Figure 2.. Unsupervised discovery of the Mongolian gerbil vocal repertoire.
Variational autoencoder and clustering. (A) Vocalization spectrograms (top) are input to a variational autoencoder (VAE) which encodes the spectrogram as a 32-D set of latent features (middle). The VAE learns latent features by minimizing the difference between original spectrograms and spectrograms reconstructed from the latent features by the VAE decoder (bottom). A gaussian mixture model (GMM) was trained on the latent features to cluster vocalizations into discrete categories. (B) Representative vocalizations from 12 distinct GMM clusters featuring monosyllabic vocalizations are shown surrounding a UMAP embedding of the latent features. Asterisk denotes vocal type not previously characterized. (C) Examples of multisyllabic vocalizations. White vertical lines indicate boundaries of monosyllabic elements. Asterisks denote multisyllabic vocal types not previously characterized.
Figure 3.
Figure 3.. Family specific vocal usage.
(A) UMAP probability density plots (axes same as Figure 2B) show significant differences between family repertoires (p < 0.01, MMD permutation test on latent space; see Methods). (B) Vocal type usage by family. Clusters sorted by cumulative usage across all families. Families show distinct usage patterns of different vocal clusters. (C) Clusters are resorted by the usage difference between families. (D) Spectrogram examples from top differentially used clusters (left) and location of clusters in embedding space (right).
Figure 4.
Figure 4.. Vocal usage differences remain stable across days of development.
(A) UMAP probability density plots for each day of the recording, across families. Purple box indicated recording days that are shared across families. These days are used for subsequent analyses in C-E. (B) GMM vocal cluster usage per day. Usages are normalized on a per-day basis. A unique color is used for each cluster type. (C) PCA projection of daily usages within the purple (shared recording days) period showing that families use a unique subset of clusters stably across days. (D) Mean max discrepancy (MMD) distance between VAE latent distributions of vocalizations between days and across families. (E) Multidimensional scaling projection of MMD matrix from (D). Family vocal repertoires are distinct and remain so across days.
Figure 5.
Figure 5.. Transition structure, but not emission structure, shows family specific differences.

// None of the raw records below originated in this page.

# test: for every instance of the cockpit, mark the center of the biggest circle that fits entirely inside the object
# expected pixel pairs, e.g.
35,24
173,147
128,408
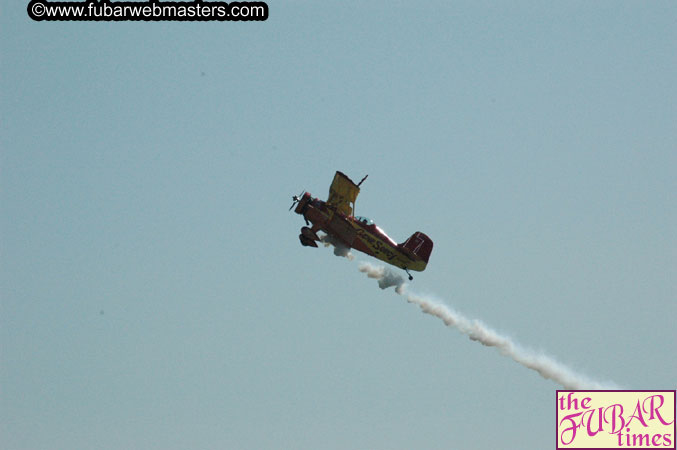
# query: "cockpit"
364,220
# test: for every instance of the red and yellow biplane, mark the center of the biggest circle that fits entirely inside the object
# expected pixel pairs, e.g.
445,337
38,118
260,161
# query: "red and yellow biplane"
335,218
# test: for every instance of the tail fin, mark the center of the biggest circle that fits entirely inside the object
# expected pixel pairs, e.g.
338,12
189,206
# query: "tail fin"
420,245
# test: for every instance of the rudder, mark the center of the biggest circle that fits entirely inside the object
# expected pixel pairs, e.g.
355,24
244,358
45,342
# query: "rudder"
420,245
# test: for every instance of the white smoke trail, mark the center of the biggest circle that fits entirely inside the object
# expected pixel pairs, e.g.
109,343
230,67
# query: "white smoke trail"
477,331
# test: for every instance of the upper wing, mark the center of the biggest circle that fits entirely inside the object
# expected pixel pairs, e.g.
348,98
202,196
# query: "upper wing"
342,193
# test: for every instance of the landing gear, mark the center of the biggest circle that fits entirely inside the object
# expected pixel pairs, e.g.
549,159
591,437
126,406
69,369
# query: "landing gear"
307,242
310,234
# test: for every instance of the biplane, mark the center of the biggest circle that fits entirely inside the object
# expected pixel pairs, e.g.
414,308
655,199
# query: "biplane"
336,218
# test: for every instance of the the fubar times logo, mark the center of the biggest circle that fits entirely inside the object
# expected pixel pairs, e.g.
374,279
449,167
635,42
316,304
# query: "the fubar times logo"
615,419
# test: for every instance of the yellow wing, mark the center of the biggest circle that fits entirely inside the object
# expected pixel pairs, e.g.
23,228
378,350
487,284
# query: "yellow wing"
342,193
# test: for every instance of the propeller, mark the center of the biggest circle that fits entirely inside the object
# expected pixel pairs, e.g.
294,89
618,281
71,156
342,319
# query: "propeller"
296,199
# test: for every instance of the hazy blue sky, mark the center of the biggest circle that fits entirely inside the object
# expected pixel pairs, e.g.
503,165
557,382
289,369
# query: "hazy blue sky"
154,291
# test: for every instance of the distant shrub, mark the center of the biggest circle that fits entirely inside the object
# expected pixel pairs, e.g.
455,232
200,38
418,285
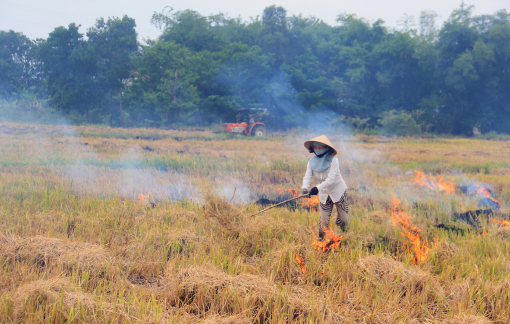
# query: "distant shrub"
494,136
399,123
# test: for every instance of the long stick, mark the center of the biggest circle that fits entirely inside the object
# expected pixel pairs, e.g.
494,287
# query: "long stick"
283,202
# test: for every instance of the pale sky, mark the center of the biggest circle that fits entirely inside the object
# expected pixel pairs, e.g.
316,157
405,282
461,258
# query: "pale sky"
37,18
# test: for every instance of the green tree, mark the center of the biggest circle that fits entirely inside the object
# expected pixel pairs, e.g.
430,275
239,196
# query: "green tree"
70,71
163,83
16,63
113,42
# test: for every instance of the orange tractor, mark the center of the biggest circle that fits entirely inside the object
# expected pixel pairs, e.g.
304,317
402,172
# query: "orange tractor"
248,122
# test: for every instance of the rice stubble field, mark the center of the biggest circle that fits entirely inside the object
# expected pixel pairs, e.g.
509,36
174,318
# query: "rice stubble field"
153,226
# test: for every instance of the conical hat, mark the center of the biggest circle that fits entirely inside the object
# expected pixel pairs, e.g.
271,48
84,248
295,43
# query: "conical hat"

(A) Vocalizations are emitted in a diurnal cycle. (B) Vocalizations consistently occur in seconds-long bouts across families. (C) Vocalization intervals (onset-to-onset) are consistent across families. (D) Vocalization durations are consistent across families. (E) Raw data examples of bouts. (F) Bouts typically occupy a similar area of vocal space. (G) Vocal cluster transition matrix. Vocalizations strongly favor self-transition. (H) Bigram probability graph. Self and other vocalization transition tendencies show family specific transitions (edges > 0.001 usage shown).